Feature fusion using the Local Binary Pattern Histogram Fourier and the Pyramid Histogram of Feature fusion using the Local Binary Pattern Oriented Gradient in iris recognition
Wafa El-Tarhouni, Amina A. Abdo, Amina ELmegreisi · 2021 IEEE 1st International Maghreb Meeting of the Conference on Sciences and Techniques of Automatic Control and Computer Engineering MI-STA · 2021
Recently, more researchers have been interested in the fusion of many features of biometric modality.

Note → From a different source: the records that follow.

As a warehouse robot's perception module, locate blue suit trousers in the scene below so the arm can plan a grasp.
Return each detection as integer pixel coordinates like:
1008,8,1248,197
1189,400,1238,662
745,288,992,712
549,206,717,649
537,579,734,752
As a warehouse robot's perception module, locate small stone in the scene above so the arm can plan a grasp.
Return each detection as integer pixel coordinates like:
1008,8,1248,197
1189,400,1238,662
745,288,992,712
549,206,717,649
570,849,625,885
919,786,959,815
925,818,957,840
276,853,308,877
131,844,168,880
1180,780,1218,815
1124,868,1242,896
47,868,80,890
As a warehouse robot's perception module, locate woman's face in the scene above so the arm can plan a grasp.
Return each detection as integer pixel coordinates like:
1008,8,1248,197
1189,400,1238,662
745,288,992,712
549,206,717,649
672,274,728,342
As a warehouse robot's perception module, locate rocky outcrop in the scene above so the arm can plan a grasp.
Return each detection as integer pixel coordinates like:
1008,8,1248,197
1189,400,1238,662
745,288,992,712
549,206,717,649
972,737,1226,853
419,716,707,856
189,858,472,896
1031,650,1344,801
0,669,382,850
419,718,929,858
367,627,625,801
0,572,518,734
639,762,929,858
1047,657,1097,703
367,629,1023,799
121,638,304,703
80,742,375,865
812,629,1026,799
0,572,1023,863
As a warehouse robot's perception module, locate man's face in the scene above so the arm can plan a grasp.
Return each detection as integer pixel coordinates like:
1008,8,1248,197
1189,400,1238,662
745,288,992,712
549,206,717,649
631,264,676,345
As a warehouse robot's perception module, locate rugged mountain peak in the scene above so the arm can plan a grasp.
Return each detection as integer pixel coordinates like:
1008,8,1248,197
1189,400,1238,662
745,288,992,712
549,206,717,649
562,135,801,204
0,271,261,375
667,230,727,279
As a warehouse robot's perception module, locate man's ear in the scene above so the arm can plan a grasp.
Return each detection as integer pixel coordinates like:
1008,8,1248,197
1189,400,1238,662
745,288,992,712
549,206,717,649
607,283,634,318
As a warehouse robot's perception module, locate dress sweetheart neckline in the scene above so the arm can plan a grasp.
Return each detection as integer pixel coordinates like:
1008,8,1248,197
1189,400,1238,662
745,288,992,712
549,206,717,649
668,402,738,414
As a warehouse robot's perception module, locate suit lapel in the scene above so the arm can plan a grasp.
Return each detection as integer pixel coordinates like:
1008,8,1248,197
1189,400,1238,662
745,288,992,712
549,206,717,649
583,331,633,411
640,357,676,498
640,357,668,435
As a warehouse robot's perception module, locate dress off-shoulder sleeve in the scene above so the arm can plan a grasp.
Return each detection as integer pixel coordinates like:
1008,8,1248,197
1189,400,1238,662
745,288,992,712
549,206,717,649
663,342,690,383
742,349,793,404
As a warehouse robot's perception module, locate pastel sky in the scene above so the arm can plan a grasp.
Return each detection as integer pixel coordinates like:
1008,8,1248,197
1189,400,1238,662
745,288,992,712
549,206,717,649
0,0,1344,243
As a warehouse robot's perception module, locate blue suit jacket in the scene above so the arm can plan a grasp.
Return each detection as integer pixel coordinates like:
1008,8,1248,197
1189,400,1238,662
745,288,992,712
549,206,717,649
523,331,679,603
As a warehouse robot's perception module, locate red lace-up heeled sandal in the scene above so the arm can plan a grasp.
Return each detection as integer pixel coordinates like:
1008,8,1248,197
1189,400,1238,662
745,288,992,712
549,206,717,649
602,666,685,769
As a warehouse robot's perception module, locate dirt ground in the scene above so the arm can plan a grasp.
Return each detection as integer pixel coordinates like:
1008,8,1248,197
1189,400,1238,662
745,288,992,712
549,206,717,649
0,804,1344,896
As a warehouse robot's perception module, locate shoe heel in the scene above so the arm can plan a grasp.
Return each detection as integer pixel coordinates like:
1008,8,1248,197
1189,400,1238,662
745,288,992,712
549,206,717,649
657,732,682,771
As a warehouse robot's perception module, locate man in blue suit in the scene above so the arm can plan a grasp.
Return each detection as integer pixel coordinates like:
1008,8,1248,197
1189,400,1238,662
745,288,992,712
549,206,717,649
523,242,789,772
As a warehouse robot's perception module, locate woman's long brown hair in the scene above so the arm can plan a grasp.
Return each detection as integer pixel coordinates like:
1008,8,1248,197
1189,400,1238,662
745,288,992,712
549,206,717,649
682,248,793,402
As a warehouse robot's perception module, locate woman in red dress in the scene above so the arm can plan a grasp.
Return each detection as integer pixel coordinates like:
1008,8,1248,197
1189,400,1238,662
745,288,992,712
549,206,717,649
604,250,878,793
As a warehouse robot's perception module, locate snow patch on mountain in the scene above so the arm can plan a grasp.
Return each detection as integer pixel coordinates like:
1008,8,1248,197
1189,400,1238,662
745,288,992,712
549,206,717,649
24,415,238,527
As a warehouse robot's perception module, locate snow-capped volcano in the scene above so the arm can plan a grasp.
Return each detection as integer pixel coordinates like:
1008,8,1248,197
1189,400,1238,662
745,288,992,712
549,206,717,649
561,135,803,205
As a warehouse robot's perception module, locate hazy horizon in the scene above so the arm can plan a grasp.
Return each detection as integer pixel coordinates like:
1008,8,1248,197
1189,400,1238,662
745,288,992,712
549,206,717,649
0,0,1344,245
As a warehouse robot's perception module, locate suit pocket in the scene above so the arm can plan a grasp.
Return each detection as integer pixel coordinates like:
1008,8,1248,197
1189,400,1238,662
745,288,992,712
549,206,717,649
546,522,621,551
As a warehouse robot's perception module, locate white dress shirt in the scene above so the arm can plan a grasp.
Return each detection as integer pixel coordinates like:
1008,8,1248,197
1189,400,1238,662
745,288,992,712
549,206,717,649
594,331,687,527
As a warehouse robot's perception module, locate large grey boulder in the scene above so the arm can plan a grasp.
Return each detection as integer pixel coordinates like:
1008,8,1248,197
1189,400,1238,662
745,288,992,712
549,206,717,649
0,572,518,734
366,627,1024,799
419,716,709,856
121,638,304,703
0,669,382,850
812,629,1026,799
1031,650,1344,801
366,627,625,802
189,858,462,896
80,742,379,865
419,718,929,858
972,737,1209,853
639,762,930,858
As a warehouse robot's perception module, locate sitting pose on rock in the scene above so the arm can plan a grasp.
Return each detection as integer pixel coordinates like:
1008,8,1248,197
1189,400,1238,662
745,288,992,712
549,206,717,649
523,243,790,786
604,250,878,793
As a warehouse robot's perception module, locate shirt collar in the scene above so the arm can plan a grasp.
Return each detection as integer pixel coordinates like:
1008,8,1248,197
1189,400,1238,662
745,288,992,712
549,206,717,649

The real problems of the world are to find answers due to their assistance in finding solutions to a host of current real-world problems. Sufficient data is available in scheme that is easily accessible and can be put together into a feature vector. A combination of local Binary Pattern Histogram Fourier (LBP-HF) descriptor and the Pyramid Histogram of Oriented Gradient (PHOG) is concentrated on in this research, histogram bins are now made distinctive. Classifications may be hamper due to the fact that several features may result in problems. In order to find a solution to this difficulty, Principal Component Analysis (PCA) should be applied in order to minimize the size of the vector dimensionality of the iris features. The set of random samples of the compound features is setup to generate several weak multiple Support Vector Machine (SVM) classifiers and can be fused into a powerful digestion rule. Using the challenging CASIA-v4 database when experiments were conducted to determine the approach utility. It was found that the proposed work has excellent findings when the approach was evaluated against existing methods.